I was 3 payments late on my 7%ARM (sched. to reset in a yr. at 10%), due to a local housing depression that almost destroyed my business, when my uncle proposed a loan mod to the servicer - -
- - With his 805 FICO, he would co-sign
- - Change to fixed 15-yr 6.5% to accelerate principal reduction
- - Principal bal. lowered to 87% of current bal.
- - $10,000 cash bal.-reduction payment to deal with cash-flow issues and fact that the proposed lowered principal bal. was still $10k under water
In my ignorance at the time, I didn't realize how inflexible the servicer's arrangement with the investors apparently was. We offered to replace a subprime mtge with a prime one in a market where house prices were dropping $10,000 a month, a deal clearly in the interest of the investors.
14 mos. after refusing our offer (w/o even a counter), they now have accepted a deed-in-lieu w/ full debt forgiveness, and investors will lose multiples of the discount we were proposing, well over $100k after selling expenses.
A servicer-lender system that worked in prosperous times has failed.
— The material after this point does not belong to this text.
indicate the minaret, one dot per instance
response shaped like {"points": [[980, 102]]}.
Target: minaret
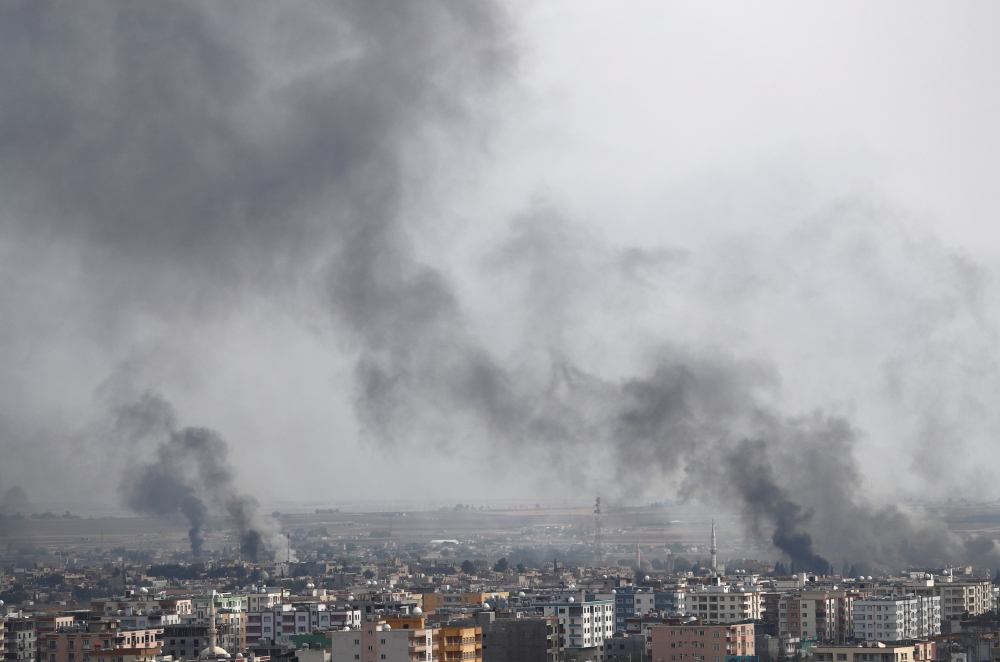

The structural barriers to meeting the common interests of borrowers and lenders/investors will require legislation, including allowing bankruptcy judges to modify loans on principal residences, as a counter-weight to the barriers.
The last two comments are valid and important.
The underlying concept behind all of these bundles is so fundamentally defective that there is no way to correct the situation except to take each of the bundles, disassemble it, individually screw each investor for the full amount of each investment, and then process each of the loans in the bundle by transforming it into a viable instrument: determine a realistic value for the house it represents and establish a fixed-rate mortgage for that amount.
Since both the face values and the interest rates are defective in substantially all of these mortgages, the original lenders and the subsequent bundle buyers must take a bath for the inflated numbers. Finally, the original sellers--builders, real estate agents, previous owners, developers, speculators--must give back enough of their inflated profits to flatten the market at the level at which it belongs.
This is a gigantic task. To do otherwise puts the U.S. in the position of either Japan during its decade-long real estate deflation or of Russia during the mad Ponzi cycle that followed the "death" of the USSR. We may be able to avoid both of these if we show unlikely wisdom.
This does not address medical insurance, systemic manufacturing employment contraction, foreign wars, or petroleum futures speculation, all of which contribute to the overarching air of crisis and must be resolved to return America to a '50's air of prosperity.